Psychologie, éducation & enseignement spécialisé
(Site créé et animé par Daniel Calin)

 

Quel avenir pour les enseignants spécialisés auprès des jeunes sourds ?

 

 
Texte de Jean-Yves Le Capitaine
Chef de service à l’Institut Public La Persagotière – Nantes


Origine du texte  Version intégrale d’un article publié partiellement dans les Actualités Sociales Hebdomadaires, n° 2711 du 27 mai 2011, pages 28-29)
Autres textes de Jean-Yves Le Capitaine  Voir sur ce site les autres textes de Jean-Yves Le Capitaine, ainsi que ses Propos nomades.
Autres productions de Jean-Yves Le Capitaine  Voir aussi le site personnel de Jean-Yves Le Capitaine, ainsi que son blog, Regards sur la surdité, le handicap, l’école, la société.
Livre de Jean-Yves Le Capitaine  Jean-Yves Le Capitaine a publié Des enfants sourds à l’école ordinaire, L’Harmattan, Paris, 2004.

 

Le 8 décembre 2010 s’est tenue la « journée nationale de concertation sur la scolarisation et l’éducation des jeunes sourds », organisée par le Comité Inter­minis­tériel du Handicap. Cette journée constituait l’une des mesures du plan 2010-2012 en faveur des personnes sourdes ou malentendantes(1).
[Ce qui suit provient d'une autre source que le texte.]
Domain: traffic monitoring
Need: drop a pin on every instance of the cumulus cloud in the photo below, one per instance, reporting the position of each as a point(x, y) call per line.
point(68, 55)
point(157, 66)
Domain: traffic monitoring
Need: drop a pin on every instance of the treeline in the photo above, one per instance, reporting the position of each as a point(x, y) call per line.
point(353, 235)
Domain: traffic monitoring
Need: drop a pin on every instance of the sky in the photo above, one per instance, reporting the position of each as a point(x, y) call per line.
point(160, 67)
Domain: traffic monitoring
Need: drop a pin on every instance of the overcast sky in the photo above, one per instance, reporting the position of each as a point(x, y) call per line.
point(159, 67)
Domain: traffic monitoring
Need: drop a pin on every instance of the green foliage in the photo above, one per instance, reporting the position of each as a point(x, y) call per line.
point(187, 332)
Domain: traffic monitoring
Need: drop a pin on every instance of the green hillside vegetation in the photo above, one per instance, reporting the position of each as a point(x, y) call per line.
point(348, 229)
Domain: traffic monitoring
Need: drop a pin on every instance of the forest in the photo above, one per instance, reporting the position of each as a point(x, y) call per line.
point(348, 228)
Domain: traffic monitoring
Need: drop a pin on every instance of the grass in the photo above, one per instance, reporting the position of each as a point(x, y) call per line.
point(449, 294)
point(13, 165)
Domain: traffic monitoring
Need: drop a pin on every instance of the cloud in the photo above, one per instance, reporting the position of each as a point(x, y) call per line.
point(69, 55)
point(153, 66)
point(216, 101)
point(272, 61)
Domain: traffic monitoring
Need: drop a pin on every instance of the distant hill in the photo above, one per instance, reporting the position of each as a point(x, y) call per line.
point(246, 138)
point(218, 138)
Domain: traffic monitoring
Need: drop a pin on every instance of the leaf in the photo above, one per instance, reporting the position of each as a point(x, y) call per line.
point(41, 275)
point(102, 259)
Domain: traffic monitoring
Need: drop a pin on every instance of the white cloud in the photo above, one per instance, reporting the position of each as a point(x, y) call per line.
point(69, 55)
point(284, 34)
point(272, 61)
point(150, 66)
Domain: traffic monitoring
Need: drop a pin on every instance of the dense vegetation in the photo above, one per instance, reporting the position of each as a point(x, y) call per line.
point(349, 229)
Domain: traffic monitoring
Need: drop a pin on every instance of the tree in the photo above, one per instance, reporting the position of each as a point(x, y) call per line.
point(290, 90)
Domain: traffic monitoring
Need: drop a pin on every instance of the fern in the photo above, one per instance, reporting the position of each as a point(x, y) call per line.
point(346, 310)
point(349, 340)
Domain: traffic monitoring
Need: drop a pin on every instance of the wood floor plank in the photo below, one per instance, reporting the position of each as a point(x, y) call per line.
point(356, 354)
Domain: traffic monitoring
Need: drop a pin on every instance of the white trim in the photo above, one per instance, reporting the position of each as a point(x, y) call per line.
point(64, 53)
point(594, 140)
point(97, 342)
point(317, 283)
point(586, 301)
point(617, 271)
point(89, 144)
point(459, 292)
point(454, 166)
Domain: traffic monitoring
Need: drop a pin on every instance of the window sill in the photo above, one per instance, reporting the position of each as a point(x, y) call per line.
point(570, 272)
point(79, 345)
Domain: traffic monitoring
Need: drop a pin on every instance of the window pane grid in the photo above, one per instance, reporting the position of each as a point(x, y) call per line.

Malgré quelques déséquilibres dans l’expression des courants de pensée, en particulier en ce qui concerne les choix de commu­nication (langue française, bilinguisme), cette journée a permis de faire un tour d’horizon de la situation et d’identifier un certain nombre de problèmes dont les solutions continuent de faire débat.

Une double filière

Parmi les problèmes évoqués lors de cette journée, celui de la « double filière » d’enseignement aux jeunes sourds : les dispositifs relevant de l’Education nationale d’un côté, et de l’autre les dispositifs relevant du ministère chargé des personnes handicapées (aujourd’hui de la Cohésion sociale). Malgré tous les discours de principe sur la néces­saire complémentarité des dispositifs, on peut s’interroger sur la légitimité de cette double filière au regard des évolutions législatives(2), tout en prenant acte d’une réalité mettant aujourd’hui en jeu une pluralité de dispositifs, d’organisations, de compétences et de services rendus à des jeunes sourds

Depuis l’origine de leur « prise en charge » ou de leur éducation, les jeunes sourds(3) ont fait l’objet d’une éducation spécialisée, mise en œuvre par des ensei­gnants qui leur étaient dédiés, et qui ont constitué un corps professionnel spécifique(4). Depuis l’origine également, ces professionnels n’ont pas relevé du ministère de l’Education nationale (ou de l’Instruction publique auparavant), mais des différents ministères qui ont géré successivement cette population : ministères de l’Intérieur, de l’Hygiène, de la Santé, des Affaires sociales, chargé des personnes handicapées, de la Cohésion sociale.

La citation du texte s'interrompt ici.